The Loop, I suppose, for Chicago.


----------



## HighSpeedTrain (Jul 6, 2005)

Reforma for Mexico City,


----------



## ChicagoSkyline (Feb 24, 2005)

Chicago Loop is chicago financial district.


----------



## ZOHAR (Jul 16, 2005)

in Israel 2 financial districtsne of them in Tel Aviv second one in Ramat Gan:

Tel Aviv:





Ramat Gan:


----------



## Joris Goedhart (Jan 20, 2004)

Amsterdam has Damrak.


----------



## wjfox (Nov 1, 2002)

Nice pics Zohar.


----------



## TalB (Jun 8, 2005)

The neighborhood Wall St is in is actually called the Financial Dist.


----------



## ZOHAR (Jul 16, 2005)

wjfox2002 said:


> Nice pics Zohar.



thanx


----------



## mikep (Apr 7, 2005)

Toronto


----------



## Manila-X (Jul 28, 2005)

Hong Kong has Central

The financial capital of Asia!


----------



## PanaManiac (Mar 26, 2005)

Panama City's financial (aka Banking) district straddles two city districts: "El Cangrejo" and "Obarrio." Calle 50(th. St.) is the main artery that runs the length of both districts. The Panama Stock Exchange, most banks and other financial institutions are on either side of this street.

Panama City as host to over 120 foreign banks is arguably the banking capital of Latin America. Most of the argument will come from Sao Paulans in Brazil. Be that as it may,this is Panama City's financial district.


----------



## OREO (Jul 16, 2005)

WANCH said:


> Hong Kong has Central
> 
> The financial capital of Asia!


Very cool photo :cheers:


----------



## pottebaum (Sep 11, 2004)

Wall Street is quite possibly the most famous name in finance, but Midtown Manhattan is much, much larger.


----------



## hngcm (Sep 17, 2002)

San Diego has.....umm.......Downtown.


----------



## nick_taylor (Mar 7, 2003)

pottebaum said:


> Wall Street is quite possibly the most famous name in finance, but Midtown Manhattan is much, much larger.

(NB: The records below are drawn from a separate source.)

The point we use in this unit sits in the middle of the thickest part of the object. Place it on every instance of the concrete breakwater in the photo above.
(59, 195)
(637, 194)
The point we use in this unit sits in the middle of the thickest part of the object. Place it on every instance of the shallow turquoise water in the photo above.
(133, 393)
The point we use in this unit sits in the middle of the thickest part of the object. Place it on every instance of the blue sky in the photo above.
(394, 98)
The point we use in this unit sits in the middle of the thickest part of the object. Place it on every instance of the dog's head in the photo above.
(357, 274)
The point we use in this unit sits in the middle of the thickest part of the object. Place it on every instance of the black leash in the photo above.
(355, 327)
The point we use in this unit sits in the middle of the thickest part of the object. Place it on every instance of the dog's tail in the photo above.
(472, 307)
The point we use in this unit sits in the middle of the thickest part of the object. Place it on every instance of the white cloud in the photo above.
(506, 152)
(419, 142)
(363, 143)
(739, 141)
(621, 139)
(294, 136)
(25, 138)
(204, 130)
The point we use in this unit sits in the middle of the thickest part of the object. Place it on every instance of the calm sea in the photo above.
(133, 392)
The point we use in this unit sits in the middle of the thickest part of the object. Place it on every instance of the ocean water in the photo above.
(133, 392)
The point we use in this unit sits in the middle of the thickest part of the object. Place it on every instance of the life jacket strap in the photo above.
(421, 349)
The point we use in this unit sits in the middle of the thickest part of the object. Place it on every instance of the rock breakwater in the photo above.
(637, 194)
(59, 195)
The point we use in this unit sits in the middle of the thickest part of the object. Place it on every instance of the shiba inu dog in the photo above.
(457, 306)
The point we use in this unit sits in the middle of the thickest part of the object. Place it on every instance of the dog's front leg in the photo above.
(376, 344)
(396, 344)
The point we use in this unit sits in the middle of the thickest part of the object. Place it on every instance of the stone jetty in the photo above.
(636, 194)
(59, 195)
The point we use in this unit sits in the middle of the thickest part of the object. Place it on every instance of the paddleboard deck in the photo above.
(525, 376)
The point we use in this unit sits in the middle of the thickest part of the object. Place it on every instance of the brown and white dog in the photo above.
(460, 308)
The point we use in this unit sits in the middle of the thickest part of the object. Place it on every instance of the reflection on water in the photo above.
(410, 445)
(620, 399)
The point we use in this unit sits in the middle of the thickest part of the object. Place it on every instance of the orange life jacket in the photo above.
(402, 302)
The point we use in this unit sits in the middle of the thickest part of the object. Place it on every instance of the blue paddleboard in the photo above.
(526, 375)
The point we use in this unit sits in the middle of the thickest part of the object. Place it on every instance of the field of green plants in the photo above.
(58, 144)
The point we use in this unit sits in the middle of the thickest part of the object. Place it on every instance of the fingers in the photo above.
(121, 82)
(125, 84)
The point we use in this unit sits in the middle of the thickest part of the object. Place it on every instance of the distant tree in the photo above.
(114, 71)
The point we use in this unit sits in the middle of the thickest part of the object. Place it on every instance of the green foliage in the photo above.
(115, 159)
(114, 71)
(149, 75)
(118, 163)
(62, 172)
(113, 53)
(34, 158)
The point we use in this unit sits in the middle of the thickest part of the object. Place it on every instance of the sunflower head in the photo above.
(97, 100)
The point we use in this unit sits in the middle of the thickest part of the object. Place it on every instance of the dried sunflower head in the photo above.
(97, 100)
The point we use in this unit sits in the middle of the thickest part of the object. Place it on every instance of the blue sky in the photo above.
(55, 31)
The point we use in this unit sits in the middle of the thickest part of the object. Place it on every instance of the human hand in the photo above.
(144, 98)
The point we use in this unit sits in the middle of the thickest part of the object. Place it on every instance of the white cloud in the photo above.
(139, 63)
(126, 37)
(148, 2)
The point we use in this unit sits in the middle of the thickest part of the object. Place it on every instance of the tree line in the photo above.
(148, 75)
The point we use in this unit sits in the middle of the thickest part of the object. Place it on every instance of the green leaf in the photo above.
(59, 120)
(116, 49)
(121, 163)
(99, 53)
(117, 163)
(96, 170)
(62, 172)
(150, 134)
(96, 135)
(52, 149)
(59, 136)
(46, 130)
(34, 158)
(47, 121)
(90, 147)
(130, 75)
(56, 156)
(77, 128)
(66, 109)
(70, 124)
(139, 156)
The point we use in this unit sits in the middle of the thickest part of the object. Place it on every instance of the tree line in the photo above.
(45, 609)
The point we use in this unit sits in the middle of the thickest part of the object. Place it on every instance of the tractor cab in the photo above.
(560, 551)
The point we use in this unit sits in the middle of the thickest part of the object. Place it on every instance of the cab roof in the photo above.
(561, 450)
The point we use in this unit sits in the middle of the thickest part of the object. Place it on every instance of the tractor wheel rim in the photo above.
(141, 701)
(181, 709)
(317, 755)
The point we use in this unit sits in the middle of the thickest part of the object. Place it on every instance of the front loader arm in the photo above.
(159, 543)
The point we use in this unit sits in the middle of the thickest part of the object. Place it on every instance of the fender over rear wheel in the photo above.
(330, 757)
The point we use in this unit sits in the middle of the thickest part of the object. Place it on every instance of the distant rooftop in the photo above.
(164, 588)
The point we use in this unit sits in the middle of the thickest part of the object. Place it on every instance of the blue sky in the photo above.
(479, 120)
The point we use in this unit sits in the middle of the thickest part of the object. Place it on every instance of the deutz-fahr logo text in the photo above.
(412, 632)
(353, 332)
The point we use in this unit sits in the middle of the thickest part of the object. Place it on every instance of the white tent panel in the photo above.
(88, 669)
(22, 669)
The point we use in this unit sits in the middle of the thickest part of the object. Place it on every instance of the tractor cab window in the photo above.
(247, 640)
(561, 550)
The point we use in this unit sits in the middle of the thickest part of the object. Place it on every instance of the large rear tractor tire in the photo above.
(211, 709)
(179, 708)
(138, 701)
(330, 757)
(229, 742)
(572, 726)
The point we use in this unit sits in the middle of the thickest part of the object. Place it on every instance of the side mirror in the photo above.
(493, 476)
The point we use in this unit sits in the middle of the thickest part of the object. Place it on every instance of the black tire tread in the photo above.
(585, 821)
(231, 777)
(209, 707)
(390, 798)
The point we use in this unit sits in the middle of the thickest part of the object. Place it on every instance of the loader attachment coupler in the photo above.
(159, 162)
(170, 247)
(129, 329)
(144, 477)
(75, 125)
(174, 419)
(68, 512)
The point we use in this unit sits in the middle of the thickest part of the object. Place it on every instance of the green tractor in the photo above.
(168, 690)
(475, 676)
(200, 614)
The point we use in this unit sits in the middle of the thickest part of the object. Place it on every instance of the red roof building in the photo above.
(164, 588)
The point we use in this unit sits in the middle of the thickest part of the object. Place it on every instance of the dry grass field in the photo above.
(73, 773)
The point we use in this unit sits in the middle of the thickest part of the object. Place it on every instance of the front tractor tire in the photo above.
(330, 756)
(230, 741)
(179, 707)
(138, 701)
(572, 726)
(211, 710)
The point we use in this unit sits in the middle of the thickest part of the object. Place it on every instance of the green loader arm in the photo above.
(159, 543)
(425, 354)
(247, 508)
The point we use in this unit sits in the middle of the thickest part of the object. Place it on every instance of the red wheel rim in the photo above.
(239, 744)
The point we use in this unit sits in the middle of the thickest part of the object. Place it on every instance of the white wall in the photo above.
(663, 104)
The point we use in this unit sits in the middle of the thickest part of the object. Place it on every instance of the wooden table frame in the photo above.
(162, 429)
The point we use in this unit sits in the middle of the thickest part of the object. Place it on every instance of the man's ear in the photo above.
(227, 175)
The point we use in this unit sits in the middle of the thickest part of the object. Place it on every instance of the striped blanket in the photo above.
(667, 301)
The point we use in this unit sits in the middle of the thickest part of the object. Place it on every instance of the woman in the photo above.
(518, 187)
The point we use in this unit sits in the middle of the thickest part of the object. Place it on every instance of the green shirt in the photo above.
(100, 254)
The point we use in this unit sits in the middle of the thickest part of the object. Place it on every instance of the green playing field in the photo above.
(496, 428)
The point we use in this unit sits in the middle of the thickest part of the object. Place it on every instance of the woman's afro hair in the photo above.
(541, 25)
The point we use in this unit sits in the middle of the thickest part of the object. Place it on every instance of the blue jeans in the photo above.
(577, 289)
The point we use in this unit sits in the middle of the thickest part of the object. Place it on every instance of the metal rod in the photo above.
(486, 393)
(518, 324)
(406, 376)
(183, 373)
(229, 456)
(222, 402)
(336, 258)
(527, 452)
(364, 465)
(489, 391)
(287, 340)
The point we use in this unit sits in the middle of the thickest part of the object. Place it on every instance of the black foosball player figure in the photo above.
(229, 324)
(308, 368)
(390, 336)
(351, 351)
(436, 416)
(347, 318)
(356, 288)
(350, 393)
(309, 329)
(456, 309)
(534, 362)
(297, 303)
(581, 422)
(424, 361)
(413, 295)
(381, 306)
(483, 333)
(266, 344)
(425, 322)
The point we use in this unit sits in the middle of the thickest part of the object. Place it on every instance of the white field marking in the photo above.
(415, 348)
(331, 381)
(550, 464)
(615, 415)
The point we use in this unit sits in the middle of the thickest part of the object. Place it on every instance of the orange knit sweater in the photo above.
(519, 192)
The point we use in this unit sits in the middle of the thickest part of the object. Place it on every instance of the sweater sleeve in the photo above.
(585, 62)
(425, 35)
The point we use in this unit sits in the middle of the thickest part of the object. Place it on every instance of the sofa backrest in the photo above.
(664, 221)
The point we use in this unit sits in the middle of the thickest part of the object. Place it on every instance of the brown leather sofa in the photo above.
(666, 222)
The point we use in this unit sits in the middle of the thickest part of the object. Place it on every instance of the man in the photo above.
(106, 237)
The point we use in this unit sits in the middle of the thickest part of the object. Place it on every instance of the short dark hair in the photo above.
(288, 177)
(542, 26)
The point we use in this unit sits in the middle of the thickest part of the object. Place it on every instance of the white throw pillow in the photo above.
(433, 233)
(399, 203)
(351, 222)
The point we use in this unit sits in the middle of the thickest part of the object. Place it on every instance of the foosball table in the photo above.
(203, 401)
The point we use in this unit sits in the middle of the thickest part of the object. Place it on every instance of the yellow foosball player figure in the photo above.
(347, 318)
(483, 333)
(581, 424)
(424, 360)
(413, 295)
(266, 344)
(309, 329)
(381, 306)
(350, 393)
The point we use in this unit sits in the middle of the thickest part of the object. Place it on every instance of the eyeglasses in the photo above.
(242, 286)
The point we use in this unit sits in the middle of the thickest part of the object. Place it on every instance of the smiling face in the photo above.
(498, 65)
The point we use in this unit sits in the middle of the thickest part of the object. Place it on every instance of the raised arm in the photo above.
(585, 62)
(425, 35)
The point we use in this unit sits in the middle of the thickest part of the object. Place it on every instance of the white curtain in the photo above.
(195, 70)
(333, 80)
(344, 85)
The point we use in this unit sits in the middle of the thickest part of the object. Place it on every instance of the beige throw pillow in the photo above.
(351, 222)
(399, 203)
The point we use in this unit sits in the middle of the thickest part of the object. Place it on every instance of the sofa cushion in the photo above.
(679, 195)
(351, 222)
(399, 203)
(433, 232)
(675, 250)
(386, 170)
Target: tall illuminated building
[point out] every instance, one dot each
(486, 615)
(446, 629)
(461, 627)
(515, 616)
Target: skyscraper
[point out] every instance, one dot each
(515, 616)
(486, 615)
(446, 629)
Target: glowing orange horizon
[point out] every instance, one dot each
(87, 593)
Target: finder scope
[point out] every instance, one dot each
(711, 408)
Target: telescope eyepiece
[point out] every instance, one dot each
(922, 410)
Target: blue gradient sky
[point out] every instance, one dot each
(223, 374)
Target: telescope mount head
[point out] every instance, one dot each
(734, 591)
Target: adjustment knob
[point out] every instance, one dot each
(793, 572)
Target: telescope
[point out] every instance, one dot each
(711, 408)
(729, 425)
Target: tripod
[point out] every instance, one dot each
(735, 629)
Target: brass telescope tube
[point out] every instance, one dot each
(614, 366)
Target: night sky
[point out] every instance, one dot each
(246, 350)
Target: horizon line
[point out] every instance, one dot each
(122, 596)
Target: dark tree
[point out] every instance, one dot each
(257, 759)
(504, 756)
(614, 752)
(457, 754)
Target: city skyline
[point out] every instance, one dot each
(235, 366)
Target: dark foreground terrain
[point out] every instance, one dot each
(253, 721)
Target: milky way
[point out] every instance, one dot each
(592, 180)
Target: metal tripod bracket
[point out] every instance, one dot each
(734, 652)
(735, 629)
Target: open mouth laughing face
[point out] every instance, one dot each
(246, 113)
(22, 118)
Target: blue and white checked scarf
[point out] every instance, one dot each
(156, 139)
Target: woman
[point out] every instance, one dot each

In terms of being famous, yes. In terms of global importance and overall size its pretty much London.


----------



## XiaoBai (Dec 10, 2002)

Shanghai has LuJiaZui


----------



## Manila-X (Jul 28, 2005)

I thought Shanghai's was Pudong

Central is one of the best looking financial districts. It has open gardens, futuristic skyscrapers, upscale shopping, luxury hotels and of course, busy people. Working here is fast paced! Saturday and Sundays, alot of Filipino OFWs gather in the parks and have festivals. I'm actually half Filipino myself  

More images of Central,









Central at night









nighttime



























In Sundays, Central becomes little Philippines.


----------



## HOODTech (Mar 31, 2005)

If anyone cares...
Perth has 'the Terrace'. (St George's Terrace).


----------



## ignoramus (Jun 16, 2004)

Singapore has SHENTON WAY for now (2005 to 2010?), where all the main skyscrapers and offices are located.

Beyond that, Singapore will have Marina Bay a.k.a. the New Downtown (2010 onwards?). Currently, Marina Bay only has 1 skyscraper in use, with 4 under construction, 1 site recently sold to a developer and another site currently being tendered out for sale...

Marina Bay is located on reclaimed land just beside Shenton Way. Imagine, its just one huge chunk of empty flat land by the waterfront just beside the existing Business district. A DEVELOPER'S DREAM!!!


----------



## SE9 (Apr 26, 2005)

Nairobi's is Central Nairobi. (biggest financial centre in East Africa)


----------



## fcom1 (Nov 29, 2004)

Napoli financial centre



















Milan (u/C)


----------



## earthJoker (Dec 15, 2004)

Zürich has the Bahnhofstrasse,
areal pic:








The big building in the center/front is the Swiss National Bank in Zürich.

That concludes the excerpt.